Report of Foreign Bank and Financial Accounts (FBAR): US Expat Taxation
An FBAR needs to be filed if you are an expat having a foreign account holding more than $10,000. It is a mandatory filing.
You need to file FBAR if you are a US citizen or resident alien and if:
- You have a bank account holding $10000 dollars or more of money or assets in a foreign country.
- Even a single day in the whole taxation year the account had a value of more than $10000
- You have the controlling signature for making deposits to that account.
- If there are more than one financial deposit accounts and the sum of assets in all accounts is more than $10000
The FBAR must be filed before or on the 30th of June of every year. In case of expats the deadline for filing income tax returns gets extended. However, this extension does not apply to FBAR filing. The FBAR needs to be filed within the deadline and failure to do so leads to penalty. If the IRS proves you guilty of willingly not fling FBAR then the fine levied is $100,000 or half of the value of your money account, whichever is more. In case of accidental non-filing the penalty is $10,000 per violation if the reason is not justified. There is absolutely no clause for requesting and extension for filing FBAR.
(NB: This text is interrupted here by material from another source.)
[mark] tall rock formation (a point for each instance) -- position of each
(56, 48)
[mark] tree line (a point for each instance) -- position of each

In case you have not declared your foreign account and have not received any complaint from the IRS then you can still file FRAR along with an explanation of late filing. You will not be subjected to legal action or penalty if you do so.
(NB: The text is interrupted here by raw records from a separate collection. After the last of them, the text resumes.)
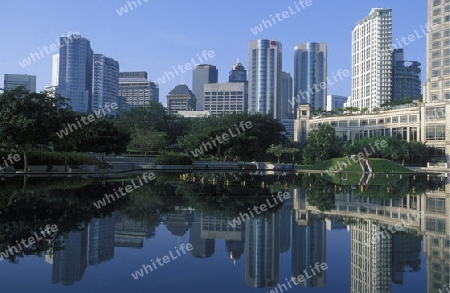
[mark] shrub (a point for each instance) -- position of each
(48, 158)
(172, 159)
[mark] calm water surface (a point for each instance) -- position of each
(337, 235)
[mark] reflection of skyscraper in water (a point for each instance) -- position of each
(220, 228)
(435, 227)
(132, 233)
(285, 224)
(101, 240)
(371, 265)
(262, 251)
(69, 264)
(308, 248)
(178, 222)
(202, 248)
(406, 255)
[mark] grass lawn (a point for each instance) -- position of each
(385, 171)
Record of Authorization to Electronically File FBARs:
In case you do not want to file FBAR on your own and want to do so via a third party or in case you are filing your FBAR jointly with your spouse then you can do so by downloading and signing the FinCEN114a form. This report is a proof of transferring authority for filing the FBAR to the relevant individual. You do not have to submit the FinCEN114a form along with FBAR filing. You and the filer need to keep it with yourself and produce it in case demanded by IRS during cases of conflict.